Amendment moved— In page 8, lines 5 and 6, to leave out the words 'or whether any offence is an offence of a political character.'"—(Lord Tweedmouth.)

THE LORD CHANCELLOR

thought that the noble Lord had hardly appreciated the effect of his own Amendment. He proposed to omit these words, but he had not suggested who was to try the offences referred to, or where they should be tried. It was doubtless true, as the noble Lord had said, that it was occasionally somewhat difficult to define a particular offence; but, on the other hand, their Lordships should consider what they were doing. In the first place, what tribunal were they going to set up? This was a matter which had to be decided on the arrival of the person. Such a proposal as was made in another place, to have a decision subject to an appeal which in turn would be subject to a further appeal, was not applicable to a matter that must be decided immediately. They could not keep a person in the position of being neither accepted nor rejected; a decision must be given one way or the other at once. Looking at the nature of the decision to be given, he would have thought that perfect security was obtained by leaving the matter to the Secretary of State, responsible to Parliament, because no Secretary of State would care to take the responsibility of refusing asylum in a doubtful case. The noble Lord was doubtless moving with a desire to aid the supposed refuges, but his own view was that the most perfect security was obtained by leaving the matter to the Secretary of State, who was responsible to Parliament.

LORD TWEEDMOUTH

said he had purposely left the Amendment in its present form, and had refrained from suggesting another tribunal because he thought it was a matter rather for the Government. These cases of political offences would not very frequently arise, and they ought to be dealt with with extreme care. Under the Extradition Act a man went before the magistrate, and then from the decision of the magistrate there was an appeal to a higher Court. He thought it would have been well to follow some similar course in these cases. It was just under this Bill that cases were likely to arise similar to the instance in 1890 to which he had referred. He regretted that the noble and learned Lord had not adopted a more sympathetic attitude. He thought it was a subject which would have commended itself to the noble and learned Lord, and, if his noble friends would support him, he was inclined to press the matter to a division.

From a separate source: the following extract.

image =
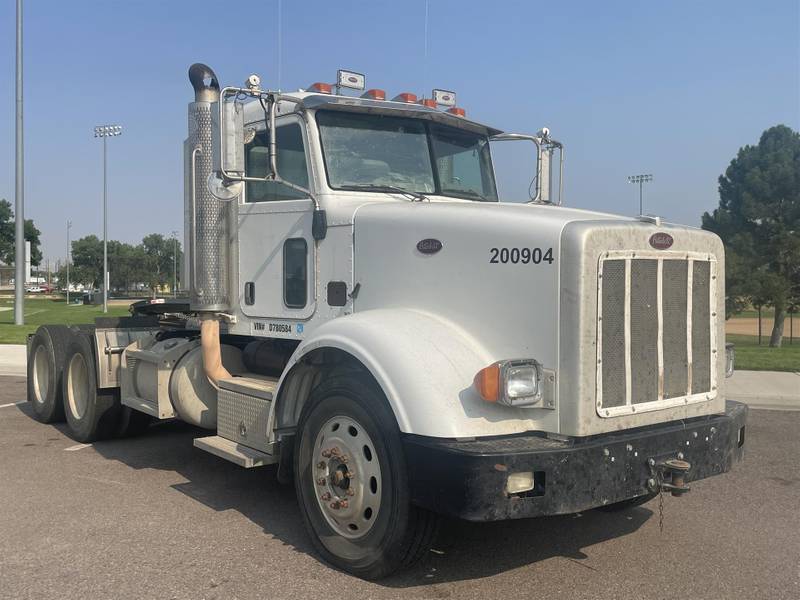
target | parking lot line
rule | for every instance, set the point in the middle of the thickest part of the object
(13, 404)
(76, 447)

*THE MARQUESS OF LANSDOWNE

said the noble Lord had stated that he would be content with getting rid of the appeal to the Secretary of State, and would leave it to the Government to consider whether any form of appeal should be substituted. That would put them in this position. In political cases, either the question would have to be decided by the immigration board, which had not been spoken of in terms of inordinate respect by the critics of the Bill, and which, he thought, would be quite incompetent to deal with the question; or an appeal would have to be given to the Courts of Law. Several times in the course of the debate it had been said that what was required was some simple and expeditious way of dealing with cases as they arose. The attainment of that object was not consistent with a procedure which would leave it open to any immigrant whose fitness for admission was challenged to raise a question of law, or induce somebody else to raise a question of law, to be carried from Court to Court, involving litigation, during which, presumably, the shipowner would be responsible for the charge of the would-be immigrant. The whole proposal was so foreign to the general purpose and scope of the Bill that the Government could not do otherwise than resist it.

*The MARQUESS OF RIPON

expressed his disappointment that the noble Marquess had not answered the portion of the remarks of his noble friend in which he called attention to the unwisdom of putting this matter into the hands of a member of the Executive Government. The noble Marquess knew perfectly well the difficulties that had arisen in the past from such a course having been adopted. It was part of the ground that led to the breach of the peace of Amiens, and the noble Marquess would remember the difficulties that arose with the Emperor Napoleon III. Was it really advisable to leave such decisions to the Executive Government? If a foreign Government lodged a complaint in a matter of this kind, was not the proper answer to say that the question was one of law, that it had been decided by the law, and that the Executive Government were bound by the law? He could not help thinking that serious difficulties might arise in the future, as they had arisen in the past, if such a power were placed in the hands of

Clause 8 agreed to.

Clauses 9 and 10 agreed to.

Standing Committee negatived; and Bill to be read 3a on Tuesday next.